La chronique au vitriol de Sophia Aram au sujet de sa camarade Audrey Pulvar et du “bon vieux conflit d’intérêts”, dans lequel est impliquée la patronne des Inrocks avec son mari, Arnaud Montebourg, son patron, Matthieu Pigasse et la banque Lazard, n’était en fait que le commencement d’une petite guéguerre que se livrent deux donneuses de leçons socialistes, anciennes collègues chez France Inter. Compter les points entre ces deux symboles de la bienpensance de gôche est un régal !

Avant la chronique dénonçant un conflits d’intérêts de Pulvar dans l’affaire Lazard, Sophia Aram avait déjà mis en cause la déontologie de sa collègue lors des primaires socialistes, quand cette dernière, alors journaliste politique sur France 2 et France Inter (payée par nos impôts, donc) était allée faire la fête avec les socialistes pour célébrer la troisième place médiocre de son homme. La pseudo humoriste avait alors moqué les liens de soumissions qui lient France Inter au Parti socialiste et la position ambiguë de sa rivale.

Et puis, il y a peu, lorsque l’affaire Lazard a explosé, Sophia Aram en a été l’une des plus virulentes commentatrices. Sa chronique sur le sujet dénonce violemment les “conflits d’intérêts” et compare le couple Pulvar/Montebourg à Éric Woerth et sa femme, rappelant tout à fait justement, que Montebourg comme Pulvar s’étaient acharnés sur le coupe Woerth à l’époque de l’affaire Bettencourt, dont les ressorts étaient exactement les mêmes (conflit d’intérêt à cause du métier de la femme d’un ministre dont la patronne avait des avantages à attendre de l’état).

C’en était trop pour Audrey Pulvar, qui a du se retenir pour ne pas porter plainte contre Aram, France Inter et tous ceux qui trouvent qu’il n’est pas normal qu’une femme de ministre soit embauchée par un homme qui remporte un appel d’offre public quelques semaines après l’embauche, ou qu’une femme de ministre puisse diriger un organe de presse… L’intello en mini jupe a donc répondu à Sophia Aram, sur le plateau de La Nouvelle édition, présentée par Ali Badou sur Canal+ : “Disons que je souris plus en écoutant Nicolas Canteloup qui m’attaque assez souvent, mais de façon moins gratuite“.

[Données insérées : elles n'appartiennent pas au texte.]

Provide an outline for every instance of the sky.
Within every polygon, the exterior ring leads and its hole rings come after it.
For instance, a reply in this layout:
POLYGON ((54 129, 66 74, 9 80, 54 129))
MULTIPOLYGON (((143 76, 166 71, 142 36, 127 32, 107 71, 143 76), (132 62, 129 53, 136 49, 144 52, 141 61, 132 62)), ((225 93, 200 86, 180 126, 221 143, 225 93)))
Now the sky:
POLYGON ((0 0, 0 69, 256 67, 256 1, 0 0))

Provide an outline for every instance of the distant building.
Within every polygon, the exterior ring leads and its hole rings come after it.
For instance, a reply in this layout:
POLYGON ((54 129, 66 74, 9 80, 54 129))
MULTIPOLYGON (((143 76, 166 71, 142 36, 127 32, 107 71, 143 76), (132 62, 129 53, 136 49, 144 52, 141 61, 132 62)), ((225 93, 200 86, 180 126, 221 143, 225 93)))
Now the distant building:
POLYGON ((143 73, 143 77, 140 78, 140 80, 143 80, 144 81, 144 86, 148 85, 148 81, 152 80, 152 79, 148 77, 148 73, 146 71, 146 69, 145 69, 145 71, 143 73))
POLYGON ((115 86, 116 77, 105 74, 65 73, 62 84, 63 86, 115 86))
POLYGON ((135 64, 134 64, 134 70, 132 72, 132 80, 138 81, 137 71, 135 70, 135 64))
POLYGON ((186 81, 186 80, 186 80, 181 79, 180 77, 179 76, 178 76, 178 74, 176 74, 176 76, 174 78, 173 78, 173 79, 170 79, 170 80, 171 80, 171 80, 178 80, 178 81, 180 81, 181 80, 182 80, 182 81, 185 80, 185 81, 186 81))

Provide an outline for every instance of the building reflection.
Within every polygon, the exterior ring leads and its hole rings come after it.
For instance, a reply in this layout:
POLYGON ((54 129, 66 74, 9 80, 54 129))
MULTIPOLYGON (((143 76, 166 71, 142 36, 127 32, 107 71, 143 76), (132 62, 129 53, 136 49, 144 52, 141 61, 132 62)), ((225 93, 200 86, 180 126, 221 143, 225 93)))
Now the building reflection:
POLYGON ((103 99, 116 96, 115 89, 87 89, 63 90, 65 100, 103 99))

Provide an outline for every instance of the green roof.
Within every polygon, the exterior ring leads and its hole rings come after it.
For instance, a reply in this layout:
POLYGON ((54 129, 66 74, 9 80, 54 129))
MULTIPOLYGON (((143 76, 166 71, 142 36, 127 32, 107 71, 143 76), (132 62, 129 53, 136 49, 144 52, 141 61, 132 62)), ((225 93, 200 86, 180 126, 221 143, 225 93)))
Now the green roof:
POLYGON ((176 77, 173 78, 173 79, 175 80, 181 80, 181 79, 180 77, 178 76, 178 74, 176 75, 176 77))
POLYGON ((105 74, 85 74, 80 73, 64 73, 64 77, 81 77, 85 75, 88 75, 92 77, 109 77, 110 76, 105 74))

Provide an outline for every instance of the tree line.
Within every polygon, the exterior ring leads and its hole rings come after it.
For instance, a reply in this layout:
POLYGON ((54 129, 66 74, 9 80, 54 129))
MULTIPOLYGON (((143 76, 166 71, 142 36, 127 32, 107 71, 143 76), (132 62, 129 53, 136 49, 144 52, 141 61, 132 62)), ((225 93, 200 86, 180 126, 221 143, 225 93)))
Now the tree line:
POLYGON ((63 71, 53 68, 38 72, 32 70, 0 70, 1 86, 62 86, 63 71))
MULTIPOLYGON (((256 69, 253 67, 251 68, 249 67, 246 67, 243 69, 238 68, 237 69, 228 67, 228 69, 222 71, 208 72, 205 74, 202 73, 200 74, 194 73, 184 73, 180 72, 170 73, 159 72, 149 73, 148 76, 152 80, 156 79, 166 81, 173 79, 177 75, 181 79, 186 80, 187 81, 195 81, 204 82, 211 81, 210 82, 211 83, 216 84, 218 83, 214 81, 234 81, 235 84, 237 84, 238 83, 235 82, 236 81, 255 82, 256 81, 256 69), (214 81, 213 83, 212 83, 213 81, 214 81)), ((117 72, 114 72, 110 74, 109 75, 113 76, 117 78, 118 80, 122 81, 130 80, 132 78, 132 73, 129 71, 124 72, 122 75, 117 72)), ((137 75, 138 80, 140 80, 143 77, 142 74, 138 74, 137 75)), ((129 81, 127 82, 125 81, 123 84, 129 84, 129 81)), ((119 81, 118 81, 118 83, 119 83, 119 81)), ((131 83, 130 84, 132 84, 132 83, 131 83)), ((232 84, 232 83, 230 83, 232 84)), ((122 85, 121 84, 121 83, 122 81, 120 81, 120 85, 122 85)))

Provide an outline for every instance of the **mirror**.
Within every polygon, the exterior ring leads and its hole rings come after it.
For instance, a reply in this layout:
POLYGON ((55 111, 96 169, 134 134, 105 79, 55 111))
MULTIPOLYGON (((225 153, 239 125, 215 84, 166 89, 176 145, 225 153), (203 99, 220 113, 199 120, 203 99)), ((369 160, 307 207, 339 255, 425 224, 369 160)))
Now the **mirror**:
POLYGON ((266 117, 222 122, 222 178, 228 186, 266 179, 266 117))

Aram a, à son tour, répondu à Pulvar, toujours sur Canal +, dans l’émission de Maïtena Biraben, Le supplément. La réponse à la réponse fut à la hauteur du talent des deux jeunes femmes : “Oh comment elle m’a cassée Audrey Pulvar !” Plus sérieusement, la fille d’une élue socialiste soupçonnée par la justice d’avoir arnaqué des sans papiers, a expliqué les motifs de sa chronique et pourquoi elle ne s’excuserait jamais :

Je laisse aux gens le soin de déterminer s’il s’agit d’une attaque gratuite ou humoristique. Elle s’est sentie blessée, mais je n’avais pas l’impression de m’en prendre à elle, mais plus à Arnaud Montebourg et à Matthieu Pigasse. Mais maintenant, sa position pose problème. Mais relisez ses édito; elle se dit plus de gauche que la gauche, elle a toujours dénoncé ce qui se faisait à droite au moment où elle était journaliste, comme nous tous du reste, du temps d’Eric Woerth et sa femme, les mélanges entre Bouygues, Dassault, la presse, etc. Et là, on est face à un conflit d’intérêt. […] Si on ne le fait pas, qui va le faire. Vous me posiez la question de savoir si je devais présenter des excuses, jamais de la vie! Non, mais ça ne va pas la tête. On est des humoristes […] on ne va pas s’excuser“. Pour une fois, l’analyse d’Aram est pertinente !

De toute évidence, Sophia Aram et Audrey Pulvar ne s’apprécient guère…

Un bon petit feuilleton pépère qui nous permet de patienter avant la sortie du prochain épisode Trierweiler, autrement plus mouvementé cruel et malsain, qu’on devrait bientôt voir en clair sur Canal+.

Malheureusement, au delà du clash pathétique entre les deux socialistes qui se prennent pour des intellectuelles, il ne faut pas oublier la réalité des faits et les graves collusions au sommet de l’état.

“Moi président de la République, il y aura un code de déontologie pour les ministres, qui ne pourraient pas rentrer dans un conflit d’intérêts. La bonne blague !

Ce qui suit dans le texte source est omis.